For a while, this was the pattern across the camp, with materials from communal facilities reappropriated by refugees to enhance the living conditions in their individual homes. Now, the lessons have been learnt and the response from UN agencies and NGO’s operating in Za’atari is increasingly to accommodate the standards the Syrians are setting. This is partly to ensure changes are made properly, and partly because they have little choice. As Etyemezian points out, “If the population here doesn’t like the way something is done, they will change it themselves – so we listen to the population.”

Funding, used for an emergency response in the beginning, is now being channelled towards supporting a more long-term approach. This includes building a water and sewage network that reaches each dwelling, and supplying private toilet facilities to the more vulnerable households that haven’t managed to secure them by other means.

The alternative is botched DIY connections where refugees plumb into the pipes themselves and establish private sources of water. This increases the threat of contamination to the whole system, making it difficult to protect the quality of the supply.

Meanwhile, hacking into the electricity grid, which is what almost every household in Za’atari has done, brings another set of problems.
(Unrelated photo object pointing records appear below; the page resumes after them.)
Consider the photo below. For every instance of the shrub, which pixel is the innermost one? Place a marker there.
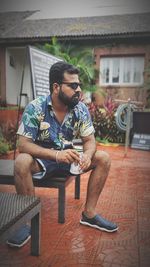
(104, 122)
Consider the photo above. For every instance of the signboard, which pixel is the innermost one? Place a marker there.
(141, 141)
(40, 63)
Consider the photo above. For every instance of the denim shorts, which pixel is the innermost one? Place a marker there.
(51, 167)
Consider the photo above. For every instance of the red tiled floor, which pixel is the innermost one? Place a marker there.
(125, 200)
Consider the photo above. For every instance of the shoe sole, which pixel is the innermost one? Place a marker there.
(13, 245)
(99, 228)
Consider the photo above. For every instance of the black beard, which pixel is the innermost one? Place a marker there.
(71, 102)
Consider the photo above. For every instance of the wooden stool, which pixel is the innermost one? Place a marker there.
(60, 182)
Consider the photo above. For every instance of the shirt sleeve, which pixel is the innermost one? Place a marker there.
(86, 125)
(29, 122)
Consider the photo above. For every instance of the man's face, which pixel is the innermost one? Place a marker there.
(70, 91)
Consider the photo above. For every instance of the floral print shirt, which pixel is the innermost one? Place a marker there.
(40, 123)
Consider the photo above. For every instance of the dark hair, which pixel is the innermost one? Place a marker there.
(56, 73)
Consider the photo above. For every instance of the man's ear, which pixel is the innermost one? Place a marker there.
(56, 88)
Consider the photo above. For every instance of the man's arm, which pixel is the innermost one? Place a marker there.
(26, 145)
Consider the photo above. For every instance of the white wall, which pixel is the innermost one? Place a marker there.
(14, 70)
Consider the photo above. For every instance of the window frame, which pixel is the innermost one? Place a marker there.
(122, 59)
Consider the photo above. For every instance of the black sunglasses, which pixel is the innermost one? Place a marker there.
(73, 86)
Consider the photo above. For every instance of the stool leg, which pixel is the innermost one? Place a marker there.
(35, 234)
(61, 203)
(77, 187)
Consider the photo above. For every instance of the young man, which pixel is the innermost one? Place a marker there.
(48, 126)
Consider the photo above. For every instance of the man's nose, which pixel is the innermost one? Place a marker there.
(78, 89)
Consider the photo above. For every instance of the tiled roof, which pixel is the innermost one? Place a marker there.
(77, 27)
(10, 20)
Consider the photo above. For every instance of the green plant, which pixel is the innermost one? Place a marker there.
(104, 122)
(4, 146)
(7, 137)
(80, 57)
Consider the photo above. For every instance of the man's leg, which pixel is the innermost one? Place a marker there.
(25, 166)
(99, 173)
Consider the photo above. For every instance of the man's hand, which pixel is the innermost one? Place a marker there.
(68, 156)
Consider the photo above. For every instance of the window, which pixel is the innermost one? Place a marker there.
(127, 71)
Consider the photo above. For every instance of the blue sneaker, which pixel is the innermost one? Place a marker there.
(99, 223)
(20, 238)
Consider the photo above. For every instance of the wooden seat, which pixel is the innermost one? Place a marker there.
(15, 211)
(60, 182)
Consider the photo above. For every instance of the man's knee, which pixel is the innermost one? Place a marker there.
(102, 158)
(23, 163)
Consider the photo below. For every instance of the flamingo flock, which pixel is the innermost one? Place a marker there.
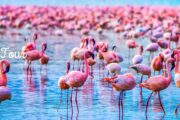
(157, 25)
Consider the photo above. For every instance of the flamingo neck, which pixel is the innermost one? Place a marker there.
(3, 77)
(87, 67)
(177, 64)
(168, 72)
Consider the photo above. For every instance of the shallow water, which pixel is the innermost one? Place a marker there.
(39, 97)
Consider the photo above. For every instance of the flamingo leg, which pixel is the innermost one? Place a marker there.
(71, 103)
(77, 100)
(141, 87)
(176, 110)
(67, 102)
(147, 104)
(122, 104)
(60, 100)
(119, 105)
(161, 103)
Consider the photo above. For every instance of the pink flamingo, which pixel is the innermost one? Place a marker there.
(44, 58)
(158, 83)
(131, 44)
(63, 86)
(153, 47)
(137, 59)
(157, 63)
(144, 70)
(123, 83)
(76, 79)
(177, 76)
(5, 92)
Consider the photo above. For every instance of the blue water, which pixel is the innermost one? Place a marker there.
(91, 2)
(38, 98)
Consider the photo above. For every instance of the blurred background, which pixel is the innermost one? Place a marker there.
(91, 2)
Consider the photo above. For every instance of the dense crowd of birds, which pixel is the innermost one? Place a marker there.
(161, 25)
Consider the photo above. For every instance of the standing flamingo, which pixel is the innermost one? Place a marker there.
(76, 79)
(157, 63)
(5, 92)
(44, 58)
(123, 83)
(144, 70)
(158, 83)
(62, 84)
(177, 76)
(137, 59)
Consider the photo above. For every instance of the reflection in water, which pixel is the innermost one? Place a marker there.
(37, 96)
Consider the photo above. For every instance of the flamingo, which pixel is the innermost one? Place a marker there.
(5, 92)
(153, 47)
(131, 44)
(33, 55)
(137, 59)
(158, 83)
(123, 83)
(44, 58)
(177, 76)
(144, 70)
(113, 68)
(76, 79)
(63, 85)
(30, 45)
(157, 63)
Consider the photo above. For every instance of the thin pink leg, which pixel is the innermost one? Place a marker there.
(141, 87)
(148, 102)
(161, 103)
(119, 105)
(67, 102)
(176, 110)
(122, 107)
(71, 104)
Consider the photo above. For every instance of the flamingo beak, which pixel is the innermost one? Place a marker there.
(7, 69)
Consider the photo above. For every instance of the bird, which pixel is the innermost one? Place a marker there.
(177, 70)
(131, 44)
(157, 63)
(137, 59)
(113, 68)
(5, 92)
(33, 56)
(123, 83)
(177, 76)
(152, 47)
(142, 69)
(158, 83)
(44, 58)
(76, 79)
(63, 85)
(30, 45)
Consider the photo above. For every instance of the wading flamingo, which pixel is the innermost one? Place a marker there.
(158, 83)
(76, 79)
(5, 92)
(62, 84)
(137, 59)
(177, 75)
(123, 83)
(157, 63)
(44, 58)
(142, 69)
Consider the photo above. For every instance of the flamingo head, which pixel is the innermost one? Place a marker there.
(35, 36)
(44, 46)
(93, 41)
(5, 64)
(62, 83)
(89, 54)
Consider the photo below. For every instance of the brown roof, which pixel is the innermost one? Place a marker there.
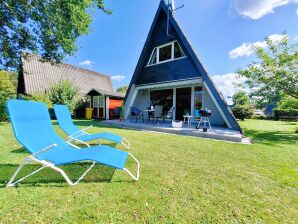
(39, 76)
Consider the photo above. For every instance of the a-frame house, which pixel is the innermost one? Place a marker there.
(169, 73)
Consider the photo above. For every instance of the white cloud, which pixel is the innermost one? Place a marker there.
(86, 63)
(247, 49)
(226, 84)
(256, 9)
(118, 78)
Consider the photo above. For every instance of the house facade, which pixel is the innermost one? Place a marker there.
(36, 76)
(169, 73)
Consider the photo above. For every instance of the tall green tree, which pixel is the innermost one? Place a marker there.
(47, 27)
(8, 90)
(275, 73)
(64, 93)
(122, 89)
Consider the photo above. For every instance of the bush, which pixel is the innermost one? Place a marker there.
(242, 111)
(40, 97)
(79, 111)
(259, 117)
(8, 90)
(290, 113)
(288, 103)
(64, 93)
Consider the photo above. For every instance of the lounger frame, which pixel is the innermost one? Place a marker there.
(46, 164)
(76, 135)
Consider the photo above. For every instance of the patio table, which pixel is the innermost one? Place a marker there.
(188, 119)
(149, 111)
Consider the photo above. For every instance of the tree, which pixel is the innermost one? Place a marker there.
(65, 93)
(241, 98)
(47, 27)
(122, 89)
(275, 73)
(242, 106)
(8, 90)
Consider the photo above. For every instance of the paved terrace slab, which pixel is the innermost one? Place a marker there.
(217, 133)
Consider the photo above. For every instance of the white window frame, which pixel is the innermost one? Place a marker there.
(99, 106)
(172, 53)
(96, 99)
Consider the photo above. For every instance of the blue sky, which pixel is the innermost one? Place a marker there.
(221, 32)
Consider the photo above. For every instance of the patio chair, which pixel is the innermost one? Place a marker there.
(33, 129)
(137, 113)
(197, 116)
(158, 111)
(116, 113)
(75, 134)
(169, 114)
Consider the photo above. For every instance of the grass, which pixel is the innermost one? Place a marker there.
(183, 180)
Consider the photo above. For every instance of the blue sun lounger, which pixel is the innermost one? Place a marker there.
(75, 134)
(33, 129)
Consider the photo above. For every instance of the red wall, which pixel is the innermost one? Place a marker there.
(114, 103)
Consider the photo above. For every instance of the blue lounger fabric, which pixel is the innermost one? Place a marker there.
(33, 129)
(66, 124)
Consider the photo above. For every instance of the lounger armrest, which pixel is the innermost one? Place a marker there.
(83, 130)
(43, 150)
(77, 134)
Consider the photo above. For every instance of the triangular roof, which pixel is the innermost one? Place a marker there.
(220, 101)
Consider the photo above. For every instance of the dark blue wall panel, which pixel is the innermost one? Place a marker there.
(183, 68)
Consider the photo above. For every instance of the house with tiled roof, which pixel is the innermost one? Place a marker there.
(36, 76)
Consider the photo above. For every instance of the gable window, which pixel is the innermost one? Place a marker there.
(165, 53)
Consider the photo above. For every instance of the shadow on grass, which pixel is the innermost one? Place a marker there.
(21, 150)
(272, 137)
(99, 173)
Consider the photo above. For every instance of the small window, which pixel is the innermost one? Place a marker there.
(178, 53)
(153, 59)
(165, 53)
(98, 101)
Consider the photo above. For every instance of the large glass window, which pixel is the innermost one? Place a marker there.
(162, 97)
(165, 53)
(98, 101)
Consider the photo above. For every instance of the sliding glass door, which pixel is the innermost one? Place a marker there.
(99, 106)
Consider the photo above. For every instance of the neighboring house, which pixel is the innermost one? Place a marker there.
(170, 73)
(37, 77)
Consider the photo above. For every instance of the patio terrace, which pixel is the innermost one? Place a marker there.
(217, 132)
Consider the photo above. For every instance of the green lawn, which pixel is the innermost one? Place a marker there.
(183, 180)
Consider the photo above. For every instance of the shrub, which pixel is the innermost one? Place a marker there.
(79, 111)
(285, 113)
(40, 97)
(64, 93)
(288, 103)
(242, 111)
(259, 117)
(8, 89)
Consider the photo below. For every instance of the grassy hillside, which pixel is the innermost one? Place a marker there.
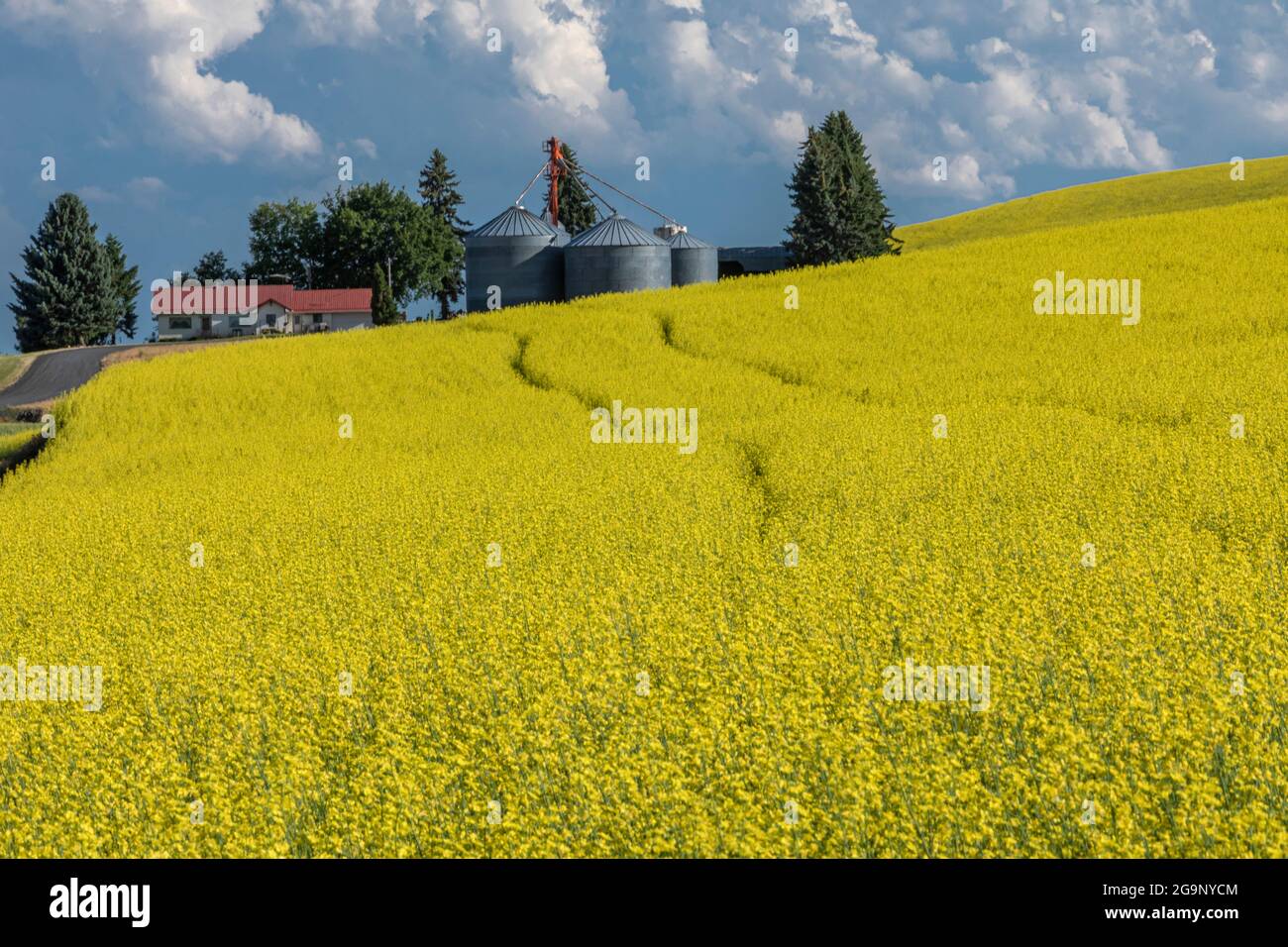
(1166, 192)
(8, 368)
(643, 673)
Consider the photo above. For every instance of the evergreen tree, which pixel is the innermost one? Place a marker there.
(576, 209)
(438, 192)
(376, 223)
(840, 208)
(382, 309)
(214, 265)
(67, 295)
(125, 289)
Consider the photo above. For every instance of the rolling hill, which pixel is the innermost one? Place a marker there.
(467, 628)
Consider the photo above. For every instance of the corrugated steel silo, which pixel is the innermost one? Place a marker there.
(518, 253)
(694, 261)
(616, 256)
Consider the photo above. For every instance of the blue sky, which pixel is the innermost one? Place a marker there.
(172, 146)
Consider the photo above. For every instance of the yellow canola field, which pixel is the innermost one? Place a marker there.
(338, 671)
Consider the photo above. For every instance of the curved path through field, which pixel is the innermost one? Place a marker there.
(55, 372)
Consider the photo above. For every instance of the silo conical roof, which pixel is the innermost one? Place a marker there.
(514, 222)
(616, 231)
(687, 241)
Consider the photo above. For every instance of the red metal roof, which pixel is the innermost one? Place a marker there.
(222, 299)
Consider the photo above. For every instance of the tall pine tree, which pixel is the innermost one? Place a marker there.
(840, 208)
(438, 192)
(576, 209)
(125, 289)
(67, 295)
(382, 309)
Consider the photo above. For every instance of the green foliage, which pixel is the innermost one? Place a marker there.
(382, 309)
(840, 208)
(67, 296)
(214, 265)
(576, 209)
(125, 289)
(284, 239)
(438, 191)
(380, 224)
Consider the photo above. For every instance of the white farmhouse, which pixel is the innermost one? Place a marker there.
(214, 312)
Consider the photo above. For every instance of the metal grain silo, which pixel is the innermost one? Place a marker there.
(692, 261)
(614, 256)
(518, 253)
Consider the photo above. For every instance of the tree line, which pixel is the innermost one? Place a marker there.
(77, 290)
(81, 291)
(372, 235)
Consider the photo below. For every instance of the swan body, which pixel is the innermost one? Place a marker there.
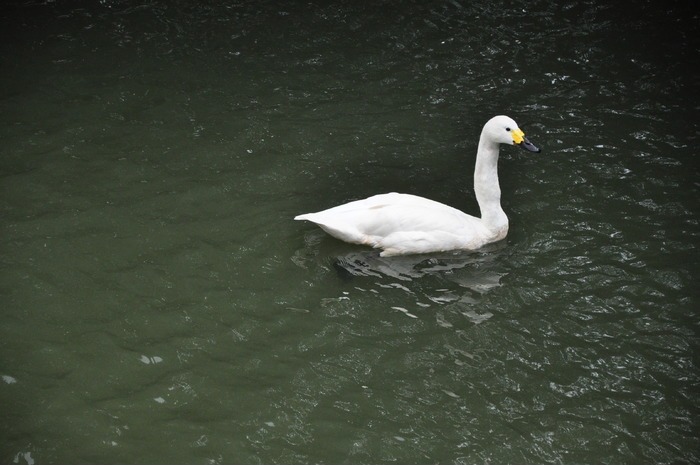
(402, 224)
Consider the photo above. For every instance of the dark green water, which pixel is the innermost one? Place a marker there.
(159, 305)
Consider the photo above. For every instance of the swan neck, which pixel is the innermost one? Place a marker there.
(487, 188)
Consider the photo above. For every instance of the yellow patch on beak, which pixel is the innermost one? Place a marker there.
(518, 136)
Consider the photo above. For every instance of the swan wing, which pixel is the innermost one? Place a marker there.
(400, 224)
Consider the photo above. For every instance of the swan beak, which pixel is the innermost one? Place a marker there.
(520, 139)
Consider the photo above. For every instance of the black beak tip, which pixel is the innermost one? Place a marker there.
(529, 146)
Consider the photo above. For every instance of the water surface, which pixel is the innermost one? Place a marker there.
(160, 305)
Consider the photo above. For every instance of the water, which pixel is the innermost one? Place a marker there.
(159, 304)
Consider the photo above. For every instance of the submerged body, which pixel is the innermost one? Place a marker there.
(407, 224)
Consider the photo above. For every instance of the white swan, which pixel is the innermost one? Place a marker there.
(407, 224)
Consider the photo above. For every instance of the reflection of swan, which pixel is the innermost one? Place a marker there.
(407, 268)
(406, 224)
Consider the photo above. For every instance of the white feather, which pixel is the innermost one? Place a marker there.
(405, 224)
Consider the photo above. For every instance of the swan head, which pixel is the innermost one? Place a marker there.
(504, 130)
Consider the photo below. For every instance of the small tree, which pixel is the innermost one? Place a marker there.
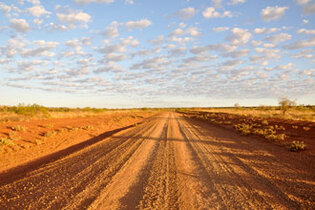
(285, 104)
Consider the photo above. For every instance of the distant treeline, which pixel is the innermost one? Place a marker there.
(35, 109)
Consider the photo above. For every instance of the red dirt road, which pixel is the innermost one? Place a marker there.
(167, 162)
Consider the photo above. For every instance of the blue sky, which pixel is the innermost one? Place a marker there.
(145, 53)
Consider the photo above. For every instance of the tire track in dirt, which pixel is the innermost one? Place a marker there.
(160, 190)
(239, 184)
(128, 182)
(45, 187)
(168, 162)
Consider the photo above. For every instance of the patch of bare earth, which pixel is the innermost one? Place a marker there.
(167, 162)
In one instance, a septic tank exploded after coming into contact with an electric wire, and there have been tragic cases of children dying when walking over live cables touching wet ground.

For now, electricity in Za’atari is rationed – a necessary cut back after the monthly bill, paid for by UNHCR, topped $1m. A $20m solar power plant due for completion at the end of the year will go some way towards alleviating this problem but, for now, refugees must adapt yet again.

That means making do without electricity during daylight hours, a source of much frustration in a place where there is already too little to occupy people during the day. With work opportunities scarce, many rely on television to endure long, aimless hours. In Azraq, the new purpose-designed and in many ways more comfortable refugee camp further south, electricity will not be available for a few more months and relies heavily on promised aid coming through.

“The lack of electricity here is one of the main reasons that refugees have preferred in the past to go to Za’atari,” explains Jameel Dababneh, team leader at Azraq refugee camp for CARE International in Jordan. The organisation has distributed solar lights around the camp, which some refugees have tactically re-wired and placed on their roofs to increase supply. However this still won’t generate sufficient power for something as simple as running a fan during the stifling summer months.

Yaseen Khalaf, a 43-year-old from Aleppo who has been living in Azraq for almost two years, describes the lack of electricity as the “greatest day-to-day challenge of life in the camp”.

The domestic front

That, and finding ways to fill the time. “For men like me, if they can’t find a job, boredom is one of the biggest problems,” Khalaf says, adding: “My hope in this life is just to go back to my country and live in peace.”

In the close, chaotic environment of the camps, boredom translates easily into frustration. Anger quickly follows, all too often manifested in the form of domestic violence – an ongoing issue among refugee communities in the camps.


Domestic life. Image: Christopher Herwig/UN Women.

It’s a problem that men have raised themselves. In a recent report by UN Women on Restoring Dignity and Building Resilience, the situation is explained by one refugee man: “When we stay at home and don’t know what to do with ourselves, all this turns into anger: At ourselves for failing. At our families for needing things. They tell you that family violence is increasing. Why do you think that is? When the pocket is full, everything is fine.”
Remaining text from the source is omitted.